The news came as part of what appears to be a concerted effort to spread the news online ahead of the hearing at the Senate’s judiciary subcommittee on crime and terrorism. Remarks were obtained by several outlets and Google even put up an official blog post to accompany the news stories.
Previous estimates by Facebook included only the 3,000 ads from 470 separate accounts associated with Russian “entity” the Internet Research Agency. But organic posts, images, events and other things also matter, not just ads — so Facebook was asked to include these, as well.
The resulting numbers aren’t pretty, though it must be said that with engagement on Facebook, the numbers are astronomical to begin with, so even tiny fractions of overall activity end up with 9 or 10 figures.
That’s not to say that reaching 126 million people is a trivial task; you could spend a lot of money and not get close to that.
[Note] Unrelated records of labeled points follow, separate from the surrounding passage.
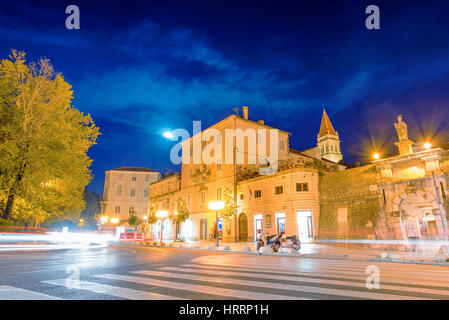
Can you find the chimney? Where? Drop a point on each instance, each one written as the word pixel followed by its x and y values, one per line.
pixel 245 112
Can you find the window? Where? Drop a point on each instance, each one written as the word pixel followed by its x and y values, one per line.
pixel 203 197
pixel 302 187
pixel 279 190
pixel 342 215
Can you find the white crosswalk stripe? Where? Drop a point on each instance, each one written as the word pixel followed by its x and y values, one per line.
pixel 346 275
pixel 272 285
pixel 13 293
pixel 308 279
pixel 201 288
pixel 114 291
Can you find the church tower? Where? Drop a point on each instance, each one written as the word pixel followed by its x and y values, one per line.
pixel 328 141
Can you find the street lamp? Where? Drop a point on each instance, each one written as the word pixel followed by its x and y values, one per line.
pixel 161 214
pixel 115 220
pixel 216 206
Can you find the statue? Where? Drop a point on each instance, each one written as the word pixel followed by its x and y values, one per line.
pixel 401 129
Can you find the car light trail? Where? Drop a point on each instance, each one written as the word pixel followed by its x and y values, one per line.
pixel 57 240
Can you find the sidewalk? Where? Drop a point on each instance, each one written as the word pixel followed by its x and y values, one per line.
pixel 315 250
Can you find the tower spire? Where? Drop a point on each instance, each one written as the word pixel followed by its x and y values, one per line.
pixel 328 141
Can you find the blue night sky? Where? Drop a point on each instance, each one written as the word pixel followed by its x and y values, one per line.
pixel 143 67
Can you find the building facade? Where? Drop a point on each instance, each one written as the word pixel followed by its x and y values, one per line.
pixel 399 197
pixel 284 200
pixel 127 189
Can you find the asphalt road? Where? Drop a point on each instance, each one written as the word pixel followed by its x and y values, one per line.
pixel 135 272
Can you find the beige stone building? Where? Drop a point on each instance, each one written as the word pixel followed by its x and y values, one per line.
pixel 399 197
pixel 283 200
pixel 127 189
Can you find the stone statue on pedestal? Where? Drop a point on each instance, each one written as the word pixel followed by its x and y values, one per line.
pixel 401 129
pixel 404 144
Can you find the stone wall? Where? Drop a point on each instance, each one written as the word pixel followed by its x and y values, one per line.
pixel 349 203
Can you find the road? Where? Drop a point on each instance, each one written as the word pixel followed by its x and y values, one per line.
pixel 135 272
That’s where networks of bots and fake accounts come in. By juicing the ads, posts and so on with likes, shares and tags, bot networks would have been crucial in getting these pieces of content onto more news feeds. In fact, the leaked remarks put the original reach at 29 million users, meaning sharing mechanisms more than quadrupled the number who potentially saw the content.
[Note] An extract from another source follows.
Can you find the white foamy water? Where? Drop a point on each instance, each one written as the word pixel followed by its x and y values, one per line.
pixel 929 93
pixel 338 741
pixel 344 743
Twitter and Google will be represented at the hearing, as well. Twitter is expected to announce that the number of Russia-linked accounts associated with election interference is not 200 but 2,700, according to documents acquired by Recode, and that together they tweeted some 1.4 million times about the election. Google is also bringing new numbers to the meeting, which were acquired by The New York Times — but the engagement levels are orders of magnitude smaller.
Facebook has already admitted failure to some degree in allowing these ads to have been shown, and has pledged a variety of countermeasures. I’ve asked the company for comment and more details on the numbers above, and will update this post accordingly if I hear back.